Send the Kids Far Off to School?

Typing the post about my old middle school reminded me that I was part of a big change that went on at many schools at that time and is still going on; the Big Shrink.

When I started school in the Iroquois district in January 1968 (half-year kindergarten then) there were elementary schools in Iroquois and Cavour, a middle school in Yale, and a high school in Iroquois. We lived in Iroquois so I went there. When the old high school building was condemned the elementary schools were combined in Cavour, so I went there for 5th grade. Just after I finished 8th grade in Yale that building was also condemned (I still recall being outside between classes and watching it shake from the kids changing rooms); 6th grade went to Cavour, 7th and 8th to Iroquois. (This was a bit of a downer to us at the time; moving up to High School didn't seem the same with the younger kids tagging along.) Later the Cavour was closed and torn down, and now all the grades are in Iroquois.

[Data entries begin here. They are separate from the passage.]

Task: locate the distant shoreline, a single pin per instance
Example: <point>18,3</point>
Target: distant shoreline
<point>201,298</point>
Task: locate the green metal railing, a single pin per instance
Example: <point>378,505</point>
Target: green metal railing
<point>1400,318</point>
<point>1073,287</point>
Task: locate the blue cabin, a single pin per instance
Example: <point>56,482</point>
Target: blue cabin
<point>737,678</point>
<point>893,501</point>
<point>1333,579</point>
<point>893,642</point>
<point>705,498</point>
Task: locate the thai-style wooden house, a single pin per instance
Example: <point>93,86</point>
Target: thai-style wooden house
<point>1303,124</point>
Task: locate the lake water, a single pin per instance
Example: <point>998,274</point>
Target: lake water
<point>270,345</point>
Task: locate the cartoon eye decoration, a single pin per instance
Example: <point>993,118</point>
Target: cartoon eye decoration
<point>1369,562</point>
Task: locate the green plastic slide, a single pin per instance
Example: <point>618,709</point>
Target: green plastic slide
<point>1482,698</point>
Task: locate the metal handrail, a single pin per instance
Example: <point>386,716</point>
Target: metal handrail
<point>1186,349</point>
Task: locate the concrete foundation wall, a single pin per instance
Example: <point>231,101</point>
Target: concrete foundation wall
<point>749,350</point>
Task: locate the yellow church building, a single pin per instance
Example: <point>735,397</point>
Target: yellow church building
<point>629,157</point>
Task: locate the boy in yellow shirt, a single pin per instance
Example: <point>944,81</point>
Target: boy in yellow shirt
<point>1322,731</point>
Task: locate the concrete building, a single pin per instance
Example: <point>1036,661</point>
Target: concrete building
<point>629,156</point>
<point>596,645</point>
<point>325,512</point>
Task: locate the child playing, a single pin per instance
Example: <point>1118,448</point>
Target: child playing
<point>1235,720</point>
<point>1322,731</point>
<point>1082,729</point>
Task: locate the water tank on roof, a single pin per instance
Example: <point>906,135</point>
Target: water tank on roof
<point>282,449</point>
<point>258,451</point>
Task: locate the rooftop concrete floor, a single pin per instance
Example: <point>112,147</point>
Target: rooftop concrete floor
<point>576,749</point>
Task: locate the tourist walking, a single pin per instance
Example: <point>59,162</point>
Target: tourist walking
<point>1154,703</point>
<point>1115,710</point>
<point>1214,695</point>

I didn't really think too much about the reason behind this until I got to high school, specifically the lunchroom. Pictures of past graduating classes hung in there, and I noticed that for several years the classes had been getting smaller, and it was continuing; the senior class was the biggest, followed by juniors, sophomores, then us. My graduating class had 30 kids; 3 years later, my brother's class had 20. A check of current numbers is really depressing - 13 each in the senior and sophomore classes, 10 each in junior and freshman, with single digits in some of the lower grades.

This had been going on for long before I started noticing,of course. Those buildings in Cavour and Yale had been independent schools at one time, when every town could support one. Now school districts outside the main towns are getting so sparsely populated that the logistics are becoming impossible. Sometimes I think the only way residents of some areas will be able to have children will be to either home school them or revive the old boarding school and send the kids to stay with someone in town.